Member Introductions serve as the base for a Member to show themselves to the Community. Your Introduction is the first Post you made when you joined the Community. Your Introduction allows the following to take place:
1. You can talk about yourself, without making other Topics go off topic.
2. Alert us to their schedule, for example: going on vacation, away for a business trip, etc.
3. Ask questions about how the Community works or gain help from Support.
4. Interact with other Members gaining friendships in a free and open manner
Some Patterns
I don't know if others have picked up on this but if a person joins and makes a lengthy detailed Introduction then two things are likely to happen:
1. That is their first and last Post, then they delete their account
2. They never go beyond that one Introduction and phase out
Whereas if someone is concise with their Introduction and keep it brief they are more likely to actually participate in the Community and continue as a Member for a long period of time.
Anyone else notice this?
I have noticed, that I have noticed similar things, other places. In this forum/site, JB and other authorities will notice certain traits and tendencies of new posters, patterns into which most seem to fall, probably because by this time, the site and its functioning is pretty well established and routine, so, by chance, there are only so many results that will likely be obtained from new members being introduced into the "environment".
Although some more active, veteran members also tend to be able to get this same handle on trends like this, these kinds of observations may bypass casual (even if long term) members or especially relatively new people. I think this is a case-by-case basis, per website, and the details and behavior are specific to each website, for the most part, so lengthy introductions at other sites may have entirely different dynamics and likelihood of continued participation, due to the rest of the site's features and functioning.
Here I can understand to an extent, as some will no doubt simply be curious people who have happened onto the site and/or felt the urge to make a pressing post, more like a single blog "core dump", and once done, they lose interest and forget about it, which is probably more a general tendency of that person, than anything having to do with ID.
Many simply have seen the site/forum as simply another one to join to see what it had to offer them, to entertain them or methods to allow them to entertain themselves, and finding little in keeping with their own goals, they leave, or their behavior itself is incompatible, which more often is the case with younger posters, with more immature or irreverent attitudes, but can easily include older posters who feel, in general, more freedom on the internet, to act in ways that are perhaps different than they do in normal life, and aren't able to appreciate the stability and level of consistent maturity maintained by the forum rules.
Others I have definitely seen become confused, frustrated and insulted, and suffer from information overload, being confronted with the very strongly emphasized requirement to make an individual introduction post, then familiarize themselves with what, to the average surfer, is an inordinately large number of rules, some of which probably seem unusual or even baffling.

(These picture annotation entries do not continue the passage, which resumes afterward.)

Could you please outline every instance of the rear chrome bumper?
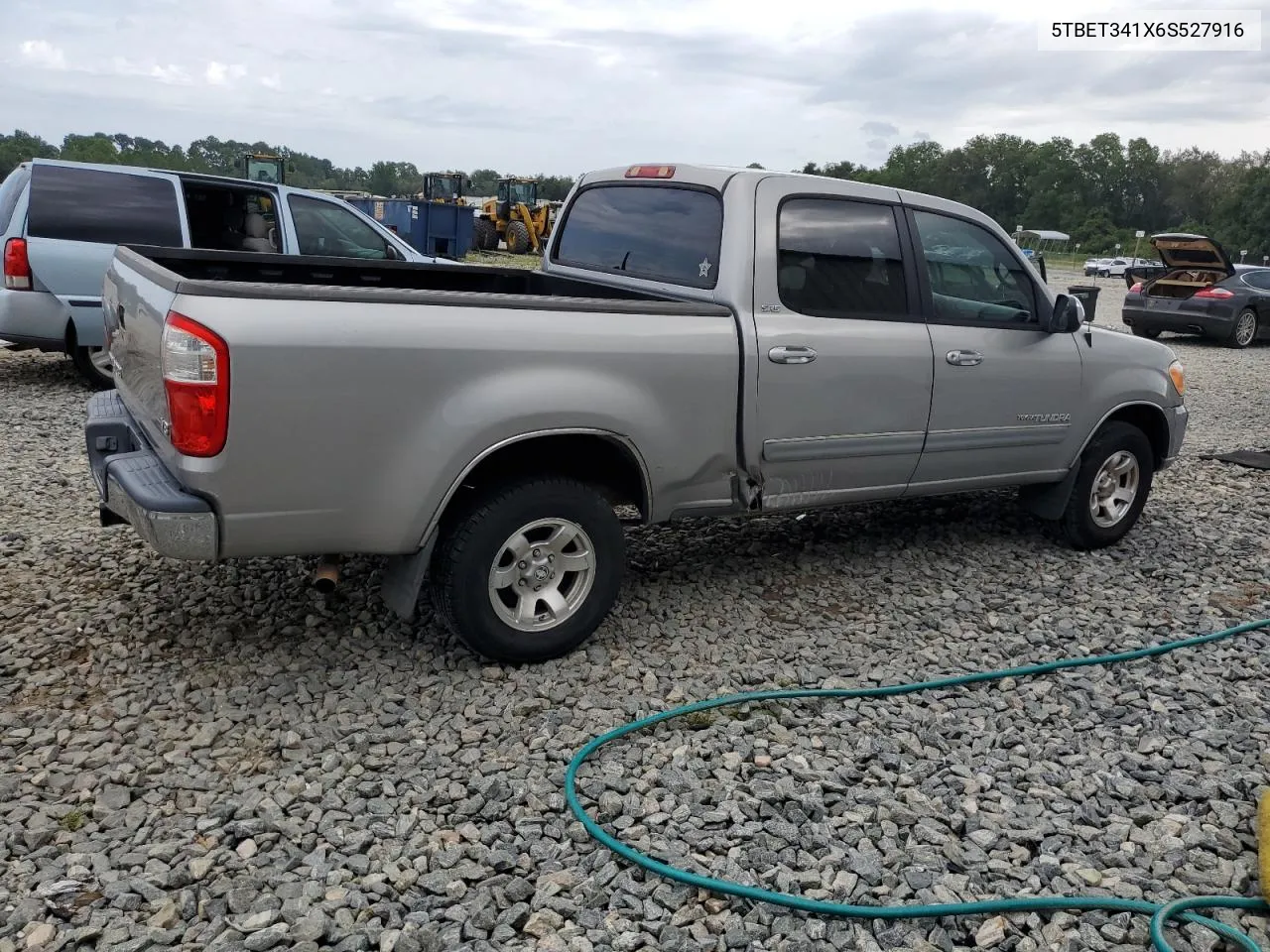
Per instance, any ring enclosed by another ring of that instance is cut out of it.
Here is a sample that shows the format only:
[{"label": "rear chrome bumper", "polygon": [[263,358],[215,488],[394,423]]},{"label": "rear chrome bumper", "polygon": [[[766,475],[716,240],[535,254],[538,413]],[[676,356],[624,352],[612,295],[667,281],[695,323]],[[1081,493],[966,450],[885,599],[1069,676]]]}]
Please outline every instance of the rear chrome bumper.
[{"label": "rear chrome bumper", "polygon": [[140,434],[118,391],[93,395],[84,424],[103,526],[130,524],[159,555],[215,561],[216,513],[185,491]]}]

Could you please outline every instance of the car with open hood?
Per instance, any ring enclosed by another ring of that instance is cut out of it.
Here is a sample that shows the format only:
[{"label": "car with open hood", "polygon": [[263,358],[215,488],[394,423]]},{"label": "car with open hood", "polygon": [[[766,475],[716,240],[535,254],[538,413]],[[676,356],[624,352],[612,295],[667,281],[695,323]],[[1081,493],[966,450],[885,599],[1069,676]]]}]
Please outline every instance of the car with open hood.
[{"label": "car with open hood", "polygon": [[1240,265],[1206,235],[1153,235],[1160,274],[1134,283],[1121,320],[1139,338],[1196,334],[1246,348],[1270,338],[1270,268]]}]

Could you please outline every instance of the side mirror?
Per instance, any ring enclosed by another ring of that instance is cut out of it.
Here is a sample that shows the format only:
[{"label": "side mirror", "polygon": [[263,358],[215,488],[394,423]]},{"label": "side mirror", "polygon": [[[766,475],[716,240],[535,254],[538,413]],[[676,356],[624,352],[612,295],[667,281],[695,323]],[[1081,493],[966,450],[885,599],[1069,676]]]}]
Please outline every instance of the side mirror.
[{"label": "side mirror", "polygon": [[1085,324],[1085,305],[1072,294],[1059,294],[1045,322],[1046,334],[1074,334]]}]

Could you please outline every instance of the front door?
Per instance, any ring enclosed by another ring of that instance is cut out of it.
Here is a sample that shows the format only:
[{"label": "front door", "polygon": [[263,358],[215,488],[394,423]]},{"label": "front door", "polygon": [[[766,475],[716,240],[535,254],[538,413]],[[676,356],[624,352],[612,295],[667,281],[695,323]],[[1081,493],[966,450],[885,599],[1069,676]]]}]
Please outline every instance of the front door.
[{"label": "front door", "polygon": [[977,222],[912,209],[935,392],[911,493],[1063,475],[1081,409],[1076,334],[1040,330],[1048,301],[1033,272]]},{"label": "front door", "polygon": [[931,339],[907,225],[855,183],[759,182],[754,248],[763,508],[904,491],[930,414]]}]

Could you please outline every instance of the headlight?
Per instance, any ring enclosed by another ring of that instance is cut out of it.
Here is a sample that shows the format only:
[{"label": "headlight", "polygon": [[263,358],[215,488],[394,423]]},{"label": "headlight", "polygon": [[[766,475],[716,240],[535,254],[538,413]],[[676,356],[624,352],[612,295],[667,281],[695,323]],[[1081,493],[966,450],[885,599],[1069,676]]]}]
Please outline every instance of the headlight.
[{"label": "headlight", "polygon": [[1181,360],[1173,360],[1168,364],[1168,380],[1173,382],[1173,390],[1177,391],[1177,396],[1186,395],[1186,371]]}]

The apparent forum bots and corrections and editing and administration, each seeming to have their own particular styles and leniency and level of cordiality, strike many as out-of-place and extremely strange, with no particular explicit "authority" or equation of them as administrators or moderators, and for some, worst of all, are impersonal automatons which probably strike them like a "phone tree" where user input and replies are all automated.
Lastly, the forums themselves probably seem "busy" to some, with counterintuitive categorization and hierarchy, as well as different types of stickied threads and announcements and multiple sectioned threads, some of which are meant to also serve as the only categories in which to post, in some headings, while other headings freely allow the creation of new threads. The somewhat distracting odd graphic, coupled with the seeming inconsistent "last post" date and time for different forums, could be more and aesthetic turn-off than anything else.
Those are my guesses.
Jpatt you should become an analyst, if you are not already one. Although you have touched on general reasons for people coming here / leaving I have learned from experience of running some 25+ Communities that the same happens in all, it is not unique to here. The point I'm making in this Thread though is those who focus on these elaborate Introductions rarely go beyond that. For some reason I believe they feel that by putting such an elaborate history that they will become the center of attention whereas our Introduction system is just a means to find out why the person joined and what they are interested in so that the correct Bot / Member(s) can respond with the related links.
I don't think I put a whole lot into my intro. I don't think I put a whole lot into any one thread here otherwise I wouldn't have the time to post in other places. Maybe they get themselves so worked up over their intro that their bummbed out when its time to post elsewhere in the site.
Update: Within each Member's post is a simple button called, "My Intro" which does two things:
1. It helps Members understand the purpose of their Introduction.
2. Finds that Member's Introduction so they can befriend each other in the right place.